He had done the right thing, he knew that. It would have been cruel to give the dwarf any hope, only to refuse him access to his body later on. This way, it would be easier for everyone. And if he cried, well, that could be blamed on the beer, and the stress of the past few days.

* * *

  
  


Bilbo woke up the next morning with one of the worst hangover of his life. Maybe he should have stopped drinking after Thorin little confession, though at the time getting wasted had seemed like the best way to deal with it. Now, with a headache like he'd never known before, and a mouth that felt like trolls had relieved themselves behind his teeth, he was reconsidering that decision.

At least, Thorin wasn't around when he finally managed to open his eyes. Thank heaven for small mercies, he was in no state to face the dwarf. The prince must have been either furious or sad, and both option would hurt Bilbo quite as much.

The prince wasn't the only one missing. Most of the company had left the house, and was lying around outside, enjoying the sun and Beorn's honey cakes. Balin had even found some tea, and was sharing it with Fili. The young prince, seeing the poor hobit's dreadful state, called him and offered him some food. The dwarves had long ago learned how to improve their burglar's mood.
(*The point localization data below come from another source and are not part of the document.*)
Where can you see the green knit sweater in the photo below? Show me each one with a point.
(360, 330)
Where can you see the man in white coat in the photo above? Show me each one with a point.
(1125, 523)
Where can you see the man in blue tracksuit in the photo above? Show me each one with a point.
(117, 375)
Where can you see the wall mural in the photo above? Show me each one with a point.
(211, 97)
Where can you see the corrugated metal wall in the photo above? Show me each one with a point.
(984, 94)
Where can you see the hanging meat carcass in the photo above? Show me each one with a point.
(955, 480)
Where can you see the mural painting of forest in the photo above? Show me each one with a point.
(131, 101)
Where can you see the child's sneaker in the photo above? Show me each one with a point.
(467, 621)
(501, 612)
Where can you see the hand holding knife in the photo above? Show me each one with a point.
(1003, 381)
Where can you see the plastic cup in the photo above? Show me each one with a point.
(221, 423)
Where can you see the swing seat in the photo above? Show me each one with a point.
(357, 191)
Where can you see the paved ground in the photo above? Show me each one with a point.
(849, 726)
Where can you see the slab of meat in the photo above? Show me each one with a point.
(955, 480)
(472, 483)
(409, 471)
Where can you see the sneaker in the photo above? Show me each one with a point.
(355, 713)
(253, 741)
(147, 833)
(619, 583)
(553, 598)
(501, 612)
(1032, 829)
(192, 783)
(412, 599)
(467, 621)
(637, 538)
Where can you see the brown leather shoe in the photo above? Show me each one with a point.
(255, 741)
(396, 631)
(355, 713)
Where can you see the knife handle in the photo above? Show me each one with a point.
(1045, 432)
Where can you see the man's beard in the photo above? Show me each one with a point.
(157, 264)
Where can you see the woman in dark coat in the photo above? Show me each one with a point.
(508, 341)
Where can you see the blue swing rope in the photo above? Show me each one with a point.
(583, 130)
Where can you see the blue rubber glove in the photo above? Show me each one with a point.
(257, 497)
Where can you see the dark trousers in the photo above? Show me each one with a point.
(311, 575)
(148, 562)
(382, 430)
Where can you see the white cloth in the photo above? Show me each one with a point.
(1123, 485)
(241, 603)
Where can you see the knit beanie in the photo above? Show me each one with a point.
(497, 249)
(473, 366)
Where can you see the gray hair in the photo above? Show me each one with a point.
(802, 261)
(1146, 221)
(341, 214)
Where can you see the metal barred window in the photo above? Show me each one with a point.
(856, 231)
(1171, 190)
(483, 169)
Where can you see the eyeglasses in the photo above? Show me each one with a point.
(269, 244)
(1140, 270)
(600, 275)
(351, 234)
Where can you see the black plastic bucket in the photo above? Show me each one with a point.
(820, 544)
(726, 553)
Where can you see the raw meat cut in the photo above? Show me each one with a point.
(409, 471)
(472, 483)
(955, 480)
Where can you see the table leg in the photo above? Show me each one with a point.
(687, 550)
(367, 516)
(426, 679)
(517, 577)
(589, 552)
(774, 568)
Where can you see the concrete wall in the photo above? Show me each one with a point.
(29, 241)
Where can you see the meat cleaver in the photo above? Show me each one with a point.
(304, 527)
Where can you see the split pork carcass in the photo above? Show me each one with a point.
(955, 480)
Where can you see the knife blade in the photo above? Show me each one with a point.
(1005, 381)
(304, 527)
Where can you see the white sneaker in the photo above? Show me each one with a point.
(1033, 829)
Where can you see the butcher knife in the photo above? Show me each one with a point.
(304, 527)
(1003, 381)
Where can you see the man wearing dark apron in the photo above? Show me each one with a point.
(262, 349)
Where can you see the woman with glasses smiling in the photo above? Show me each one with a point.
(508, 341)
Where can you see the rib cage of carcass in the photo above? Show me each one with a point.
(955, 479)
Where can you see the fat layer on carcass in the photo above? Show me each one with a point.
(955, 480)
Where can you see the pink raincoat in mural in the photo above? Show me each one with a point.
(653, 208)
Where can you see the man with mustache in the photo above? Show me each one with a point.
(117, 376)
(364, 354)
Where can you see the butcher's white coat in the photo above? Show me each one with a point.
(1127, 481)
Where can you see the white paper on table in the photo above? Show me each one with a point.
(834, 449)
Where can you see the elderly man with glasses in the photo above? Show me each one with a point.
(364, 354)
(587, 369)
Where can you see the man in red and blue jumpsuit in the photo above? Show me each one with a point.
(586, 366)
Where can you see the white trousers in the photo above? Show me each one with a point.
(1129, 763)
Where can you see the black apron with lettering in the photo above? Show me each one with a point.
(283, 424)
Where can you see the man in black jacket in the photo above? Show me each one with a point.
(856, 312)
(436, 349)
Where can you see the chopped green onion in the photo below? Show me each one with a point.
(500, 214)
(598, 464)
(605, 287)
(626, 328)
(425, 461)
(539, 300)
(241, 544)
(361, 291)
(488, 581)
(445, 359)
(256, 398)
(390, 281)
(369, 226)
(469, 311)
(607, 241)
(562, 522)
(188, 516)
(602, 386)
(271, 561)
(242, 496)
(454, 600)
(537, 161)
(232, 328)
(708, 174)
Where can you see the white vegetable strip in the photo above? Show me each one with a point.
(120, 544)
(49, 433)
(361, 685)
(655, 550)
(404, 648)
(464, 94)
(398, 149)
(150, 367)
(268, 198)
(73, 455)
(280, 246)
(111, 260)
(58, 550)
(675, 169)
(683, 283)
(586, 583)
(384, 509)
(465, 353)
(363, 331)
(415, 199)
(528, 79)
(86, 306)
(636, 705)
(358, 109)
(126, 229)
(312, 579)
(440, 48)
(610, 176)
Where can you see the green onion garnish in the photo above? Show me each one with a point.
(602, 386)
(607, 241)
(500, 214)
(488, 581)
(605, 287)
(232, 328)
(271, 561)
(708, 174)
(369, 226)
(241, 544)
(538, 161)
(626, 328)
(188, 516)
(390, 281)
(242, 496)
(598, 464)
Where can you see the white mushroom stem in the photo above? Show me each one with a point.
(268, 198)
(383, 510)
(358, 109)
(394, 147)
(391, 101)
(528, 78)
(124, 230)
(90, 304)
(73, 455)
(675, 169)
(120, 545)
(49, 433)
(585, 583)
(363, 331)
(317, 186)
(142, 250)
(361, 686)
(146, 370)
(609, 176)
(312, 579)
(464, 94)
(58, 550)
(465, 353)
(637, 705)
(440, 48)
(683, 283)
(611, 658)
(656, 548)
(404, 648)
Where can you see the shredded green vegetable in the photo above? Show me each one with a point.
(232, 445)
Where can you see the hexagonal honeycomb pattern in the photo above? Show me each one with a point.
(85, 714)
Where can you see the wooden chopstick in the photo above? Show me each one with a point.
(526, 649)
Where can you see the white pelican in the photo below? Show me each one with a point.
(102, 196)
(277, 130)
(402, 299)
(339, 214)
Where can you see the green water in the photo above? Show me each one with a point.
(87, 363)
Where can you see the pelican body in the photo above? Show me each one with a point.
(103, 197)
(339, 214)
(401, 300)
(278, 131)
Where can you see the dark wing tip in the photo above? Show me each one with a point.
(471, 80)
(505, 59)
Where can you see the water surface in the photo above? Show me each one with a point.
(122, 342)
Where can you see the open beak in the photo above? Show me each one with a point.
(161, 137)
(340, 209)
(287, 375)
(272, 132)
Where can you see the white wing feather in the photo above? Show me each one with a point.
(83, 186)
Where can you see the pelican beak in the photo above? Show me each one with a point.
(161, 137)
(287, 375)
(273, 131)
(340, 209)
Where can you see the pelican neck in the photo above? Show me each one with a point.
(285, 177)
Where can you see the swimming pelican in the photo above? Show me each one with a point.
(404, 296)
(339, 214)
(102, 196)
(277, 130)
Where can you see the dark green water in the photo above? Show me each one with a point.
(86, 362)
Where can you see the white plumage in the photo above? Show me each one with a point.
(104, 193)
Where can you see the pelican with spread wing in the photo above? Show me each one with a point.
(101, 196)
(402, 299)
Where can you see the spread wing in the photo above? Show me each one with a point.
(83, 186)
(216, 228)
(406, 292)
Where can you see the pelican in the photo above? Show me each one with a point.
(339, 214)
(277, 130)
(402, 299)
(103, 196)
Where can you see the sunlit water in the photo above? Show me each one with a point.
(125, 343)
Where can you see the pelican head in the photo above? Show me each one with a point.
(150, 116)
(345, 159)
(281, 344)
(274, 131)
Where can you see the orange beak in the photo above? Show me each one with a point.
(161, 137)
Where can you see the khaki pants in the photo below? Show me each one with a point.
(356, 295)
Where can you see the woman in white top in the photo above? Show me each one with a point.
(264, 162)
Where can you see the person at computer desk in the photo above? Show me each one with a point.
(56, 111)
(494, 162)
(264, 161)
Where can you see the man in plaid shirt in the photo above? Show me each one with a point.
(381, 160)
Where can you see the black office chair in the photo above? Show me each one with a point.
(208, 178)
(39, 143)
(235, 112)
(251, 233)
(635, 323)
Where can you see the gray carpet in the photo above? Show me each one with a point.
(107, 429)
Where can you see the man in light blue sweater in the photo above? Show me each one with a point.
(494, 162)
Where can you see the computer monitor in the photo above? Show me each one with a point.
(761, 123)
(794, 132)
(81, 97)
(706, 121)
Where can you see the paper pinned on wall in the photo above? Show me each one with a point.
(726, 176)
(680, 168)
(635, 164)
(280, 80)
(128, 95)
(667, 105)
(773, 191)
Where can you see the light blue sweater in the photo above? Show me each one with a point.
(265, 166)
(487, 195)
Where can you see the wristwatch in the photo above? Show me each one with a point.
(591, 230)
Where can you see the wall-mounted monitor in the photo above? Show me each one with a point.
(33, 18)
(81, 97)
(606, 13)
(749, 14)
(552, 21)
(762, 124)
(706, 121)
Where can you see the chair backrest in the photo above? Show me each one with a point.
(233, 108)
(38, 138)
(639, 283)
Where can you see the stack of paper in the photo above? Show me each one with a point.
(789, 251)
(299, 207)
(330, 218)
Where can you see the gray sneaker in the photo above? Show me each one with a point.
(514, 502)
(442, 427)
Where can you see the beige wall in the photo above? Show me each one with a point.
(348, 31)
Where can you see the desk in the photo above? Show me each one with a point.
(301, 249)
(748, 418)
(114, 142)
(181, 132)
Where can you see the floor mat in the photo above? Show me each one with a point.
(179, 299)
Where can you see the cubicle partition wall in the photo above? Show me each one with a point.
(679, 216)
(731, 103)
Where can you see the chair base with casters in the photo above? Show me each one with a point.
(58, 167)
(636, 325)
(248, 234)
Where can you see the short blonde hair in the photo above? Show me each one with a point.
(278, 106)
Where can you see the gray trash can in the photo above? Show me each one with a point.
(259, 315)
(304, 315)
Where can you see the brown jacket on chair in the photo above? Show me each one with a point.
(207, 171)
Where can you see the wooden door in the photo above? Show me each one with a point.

“Wheres is everyone?” Bilbo asked as he chewed carefully, to make sure he lost nothing of the delicious taste. “Seems like half of the company's gone.”

“We're taking turn bathing,” the prince explained. “There's a river, not even ten minutes away, and some of them went there. I wanted to go to, but apparently I'm not allowed, even though Dwalin's there. Terrible state of thing. It just so happens that my axe really need a good _polishing_ , if you know what I mean, and Dwalin's just the _best_ at that.”

Next to them, Balin went red and chocked on his tea, but Bilbo did not mind him. Old people did strange things, that was the way things were. Bathing, on the other hand, seemed like a very attractive idea, and he asked Fili where exactly that river was.

“Just that way,” the dwarf answered, pointing North. “Gandalf says it's straight ahead, and... wait, where are you _going_?”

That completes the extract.